On January 29, the GRAMMY Award-winning Silkroad Ensemble, founded by cellist Yo-Yo Ma, debuts their newest program Uplifted Voices at the Center, the first performance as part of their three-year arc as a Mason Artist-in-Residence. Championing women and non-binary members of the Silkroad Ensemble alongside special guest Tuscarora/Taíno musician Pura Fé, Uplifted Voices weaves a musical tapestry connecting the sounds and rhythms of indigenous North America to the World. The San Francisco Chronicle said of artist and activist Pura Fé, whose name means “Pure faith”: “Fabulous ... astonishing ... playing searing, slicing, lap-style bottleneck guitar, Tuscarora tribe descendant Pura Fé blends world beat rhythms with Southern blues and her own powerful vocals.”
Drawing inspiration from the folk and ancestral music of Japan, China, Armenia, Ireland, the Hebrides, and native populations across North America, the Silkroad ensemble shines a light on previously under-recognized voices from across the globe with this program, to change our perspective of the history and migration of music. Silkroad Ensemble’s radical cultural collaboration seeks to build bridges of understanding to combat fear and build a more hopeful and inclusive world. Today, under the artistic direction of celebrated singer-songwriter and multi-instrumentalist Rhiannon Giddens, the Silkroad Ensemble leads social impact initiatives and educational programming alongside the creation of new music that celebrates the exchange of ideas, tradition, and innovation across borders.

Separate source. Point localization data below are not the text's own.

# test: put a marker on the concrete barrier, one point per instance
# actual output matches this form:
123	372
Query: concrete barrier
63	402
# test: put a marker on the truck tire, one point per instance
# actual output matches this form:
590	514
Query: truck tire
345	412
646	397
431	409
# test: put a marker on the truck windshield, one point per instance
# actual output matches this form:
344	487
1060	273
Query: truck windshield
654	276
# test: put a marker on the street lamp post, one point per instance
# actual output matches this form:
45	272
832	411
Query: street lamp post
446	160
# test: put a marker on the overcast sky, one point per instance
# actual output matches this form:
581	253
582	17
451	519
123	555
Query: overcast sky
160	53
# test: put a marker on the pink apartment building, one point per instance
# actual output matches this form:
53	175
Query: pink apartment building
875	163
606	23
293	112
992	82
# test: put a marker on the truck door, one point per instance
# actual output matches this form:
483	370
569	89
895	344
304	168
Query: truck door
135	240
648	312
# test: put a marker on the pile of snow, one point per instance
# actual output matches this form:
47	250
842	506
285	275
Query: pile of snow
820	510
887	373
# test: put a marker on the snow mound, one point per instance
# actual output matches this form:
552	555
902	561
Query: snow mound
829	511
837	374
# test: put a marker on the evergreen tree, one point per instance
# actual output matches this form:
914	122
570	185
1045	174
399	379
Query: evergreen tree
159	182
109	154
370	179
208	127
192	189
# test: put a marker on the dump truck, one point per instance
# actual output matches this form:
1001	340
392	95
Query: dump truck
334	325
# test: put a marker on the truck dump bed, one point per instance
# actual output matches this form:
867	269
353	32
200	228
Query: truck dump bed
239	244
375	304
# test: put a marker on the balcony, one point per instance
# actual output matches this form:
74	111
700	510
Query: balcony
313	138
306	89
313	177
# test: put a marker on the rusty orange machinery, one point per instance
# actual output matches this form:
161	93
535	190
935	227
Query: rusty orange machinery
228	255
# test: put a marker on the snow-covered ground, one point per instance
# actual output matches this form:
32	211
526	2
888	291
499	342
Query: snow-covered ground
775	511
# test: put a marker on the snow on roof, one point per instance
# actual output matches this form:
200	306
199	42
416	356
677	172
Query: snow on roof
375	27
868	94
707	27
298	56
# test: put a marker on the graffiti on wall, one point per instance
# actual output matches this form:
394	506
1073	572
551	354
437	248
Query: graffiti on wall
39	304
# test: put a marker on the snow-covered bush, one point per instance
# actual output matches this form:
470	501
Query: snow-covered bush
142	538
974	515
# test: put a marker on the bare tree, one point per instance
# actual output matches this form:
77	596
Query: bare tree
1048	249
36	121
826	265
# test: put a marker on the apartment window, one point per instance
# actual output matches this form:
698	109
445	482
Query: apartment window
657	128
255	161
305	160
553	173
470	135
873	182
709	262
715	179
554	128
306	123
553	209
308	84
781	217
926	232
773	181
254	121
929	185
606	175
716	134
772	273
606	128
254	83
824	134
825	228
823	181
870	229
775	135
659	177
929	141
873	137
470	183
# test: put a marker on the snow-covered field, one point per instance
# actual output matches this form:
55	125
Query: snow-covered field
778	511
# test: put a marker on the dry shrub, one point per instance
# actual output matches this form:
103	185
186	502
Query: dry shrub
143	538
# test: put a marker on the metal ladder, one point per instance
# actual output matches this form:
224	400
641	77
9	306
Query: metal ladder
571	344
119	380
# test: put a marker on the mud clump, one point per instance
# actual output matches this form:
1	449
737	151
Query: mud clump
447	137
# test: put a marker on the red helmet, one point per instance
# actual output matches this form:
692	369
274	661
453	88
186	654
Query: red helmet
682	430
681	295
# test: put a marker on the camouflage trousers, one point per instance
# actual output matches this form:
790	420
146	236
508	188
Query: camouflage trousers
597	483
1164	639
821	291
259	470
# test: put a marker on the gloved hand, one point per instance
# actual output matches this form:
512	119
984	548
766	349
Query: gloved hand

Concluding the Center for the Arts’ Great Performances at Mason 2022-2023 season, Indigenous Enterprise performs on April 29. Indigenous Enterprise is on a mission to proudly share their heritage and culture through explosively joyous authentic dance and song. Comprised of champion dancers from Native American and Canadian tribes and Nations, this group first stunned crowds at the Sydney Opera House in 2018 and has been on the rise since. “Indigenous Enterprise is rooted in tradition but also has hip-hop influences, discernible in footwork, bounce, and especially attitude,” writes The New York Times. They have appeared in music videos, NBC’S World of Dance, and President Biden’s virtual inauguration parade. The group’s newest work, Indigenous Liberation, recently debuted at The Joyce Theater to glowing praise. “In their traditional regalia, these dancers freestyle as the young people they are,” says The New Yorker. Indigenous Liberation invites its audience to revel in the pageantry, history, and kaleidoscope of colors in a celebration of what lies at the heart of these powerful traditions.
Originally proposed by Indigenous peoples at the 1977 United Nations conference, Indigenous Peoples’ Day has become a crucial part of American culture and identity. The Center for the Arts looks forward to promoting the legacy and history of Indigenous peoples now and always.